Dante Balbo: la crisi delle vocazioni in Europa, quindi, da quanto dite voi, sembra piuttosto una crisi di identità, una confusione che investe la persona globalmente, tanto più per una scelta così definita, come quella di farsi prete o suora.

Claudio Mazzier: manca quella disponibilità nel vigilare e nel rivalutare continuamente, riflettendo sulle proprie esperienze. Questo é sintomo anche di una società e di una gioventù che si perdono un po' nel vago, smarrendo quei significati che danno senso alla vita.
Magari ci sono tanti giovani come me che sono chiamati dal Signore, ma quando non c'é la disponibilità del cuore ad aprirsi, la vocazione cade nel vuoto.

Don Giuseppe Bentivoglio: mancano i preti, magari qualche convento rischia di chiudere e via dicendo. Ma esiste una crisi anche della famiglia, è una crisi di vocazione, anche quella. Questi due problemi hanno la stessa causa. Cioè che la persona non concepisce la sua esistenza come risposta consapevole e libera a Dio. Dio visto non come despota ma come Padre, per cui il figlio ritrova sé stesso nel rapporto con Lui. Se non si concepisce così l'esistenza é chiaro che non esiste vocazione come risposta, e perciò una quotidiana responsabilità e una crescente libertà, ma come scelta arbitraria che ciascuno fa condizionato dalle mode dei tempi e dalle voglie del giorno. Il problema giovanile é legato a questo. Perché la crisi giovanile di cui si parla avrà tante ragioni, tante cause, tanti aspetti, ma la radice é che il ragazzo non capisce il senso della sua esistenza e perciò é disorientato, va in tutte le direzioni, Alla fine non ha riferimenti di alcun genere, se non quelli appunto, che il potere culturale intende dare. Il potere culturale ha strumenti sofisticati per condizionare le nuove generazioni.
Come cristiani dobbiamo fare con chiarezza una testimonianza, dobbiamo offrire un'alternativa a questa cultura dominante. Essere chiari nel dire che il senso della vita esiste e bisogna perciò interrogarsi su di esso, che la felicità non dipende dalla realizzazione dei progetti personali ma dalla riscopertine/coperta di un rapporto costruttivo, quello con Dio.

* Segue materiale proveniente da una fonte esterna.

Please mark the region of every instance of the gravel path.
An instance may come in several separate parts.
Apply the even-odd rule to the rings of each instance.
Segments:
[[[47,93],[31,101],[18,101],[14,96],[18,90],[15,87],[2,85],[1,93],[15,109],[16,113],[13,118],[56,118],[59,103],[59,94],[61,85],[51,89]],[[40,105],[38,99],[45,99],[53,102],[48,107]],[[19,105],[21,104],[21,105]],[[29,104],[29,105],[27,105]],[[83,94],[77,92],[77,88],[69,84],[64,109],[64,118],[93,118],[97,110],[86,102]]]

Dante Balbo: la vocazione é un'esperienza particolare che ci conduce in una strada nuova. Su questa strada ci sono delle persone, degli aiuti, degli incontri o é un'esperienza tutta personale fatta di riflessioni, di meditazione?

Claudio Mazzier: io credo che sia proprio il Signore che ti vuole mettere su una certa strada e su questa strada ti fa incontrare le persone da lui scelte per aiutarti a riflettere.
Sono convinto che l'incontro che ho fatto con quel sacerdote italiano e con il gruppo giovanile subordinato alla sua Parrocchia, mi sia stato buttato sulla mia via dal Signore.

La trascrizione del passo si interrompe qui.